Ironically, a German, Max Schmeling, defeated Louis on June 19, 1936, with a KO punch in the 12th round. Up until that match, Louis had gone undefeated. He would knock out James J. Braddock in eight rounds and become the first black heavyweight champion since Jack Johnson.

After Louis’ loss, a Nazi weekly said, “Schmeling’s victory was not only sport. It was a question of prestige for our race.”

Joseph Goebbels, the minister of propaganda for the Nazi regime, celebrated the victory as a big win for Germany and Hitler’s master race.

Here’s an interesting turn: Schmeling refused to join the Nazi party in 1936 at Hitler’s behest during the Berlin Olympics. According to European historians, Hitler had the boxer drafted into the paratroops and sent him on suicide missions.

But in 1938 in New York, Schmeling returned to the ring with Louis. The world was closer to war. In March, Germans had entered Vienna and 183,000 Jews in Austria fell under Nazi control. Austria was annexed into the Third Reich.

All anti-Semitic laws were applied and in April, Mathausen concentration camp was established near Linz. By the end of April, Hitler required registration of all property held by Jews and that valued Jewish property would be seized within greater Germany.

Just days before the June 22, 1938, match, Hitler ordered registration of all Jewish-owned businesses in Germany.

In New York and even the south, Louis’ rematch was billed as the battle between the U.S. and Nazi Germany.

Nearly 70,000 people attended the fight in the old Yankee Stadium. The New York Times estimated another 100 million listened worldwide on radios and shortwaves. Schmeling hit the mat in 2 minutes and 4 seconds of the first round.

John Kieran wrote about the round in The New York Times of the final volley that sent the German down: “Staying on the ropes, Max peered out in a bewildered manner. He pushed himself off and Louis struck like dark lightning again. A ripping left and a smashing right. The right was a crusher. Schmeling went down. He was up again and then, under another fusillade, down again. Once more, and barely able to stand, and then down for the third and final time.”
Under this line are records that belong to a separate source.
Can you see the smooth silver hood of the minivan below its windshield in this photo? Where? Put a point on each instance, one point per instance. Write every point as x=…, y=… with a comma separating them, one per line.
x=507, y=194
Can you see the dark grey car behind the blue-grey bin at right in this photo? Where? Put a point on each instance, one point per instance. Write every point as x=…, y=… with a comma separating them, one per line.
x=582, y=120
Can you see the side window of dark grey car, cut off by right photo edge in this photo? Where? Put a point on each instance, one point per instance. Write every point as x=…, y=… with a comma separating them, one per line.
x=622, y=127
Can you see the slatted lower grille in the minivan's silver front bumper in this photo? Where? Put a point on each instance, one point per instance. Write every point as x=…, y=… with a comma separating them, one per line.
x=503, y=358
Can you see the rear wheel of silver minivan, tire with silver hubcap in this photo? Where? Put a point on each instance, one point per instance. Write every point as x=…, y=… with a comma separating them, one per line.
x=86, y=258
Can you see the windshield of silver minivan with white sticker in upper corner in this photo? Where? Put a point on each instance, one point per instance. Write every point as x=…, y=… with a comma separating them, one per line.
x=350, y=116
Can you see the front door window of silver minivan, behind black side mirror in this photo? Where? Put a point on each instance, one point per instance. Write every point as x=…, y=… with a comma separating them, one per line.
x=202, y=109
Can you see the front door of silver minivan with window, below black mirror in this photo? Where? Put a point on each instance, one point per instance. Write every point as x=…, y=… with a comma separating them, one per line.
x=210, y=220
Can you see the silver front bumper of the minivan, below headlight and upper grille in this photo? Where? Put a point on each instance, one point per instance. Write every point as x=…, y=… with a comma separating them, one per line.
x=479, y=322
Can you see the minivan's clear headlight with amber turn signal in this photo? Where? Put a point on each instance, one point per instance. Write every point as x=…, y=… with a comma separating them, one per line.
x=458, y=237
While holding the title — Louis retired as champion on March 1, 1949 — the Brown Bomber grossed more than $4.6 million. He received about $800,000 of that. He spent the money. The IRS came after him for delinquent taxes and after penalties and interest estimated the champ owned $1.25 million to the government. In the mid-1960s, the IRS told Congress it had gotten all it could without leaving him penniless.

By the 1970s, he was a greeter at Caesars Palace in Las Vegas. That’s where he died four hours after attending a championship fight between Larry Holmes and Trevor Berbick.

Louis’ old foe, Schmeling, had become a millionaire and paid for his opponent’s funeral.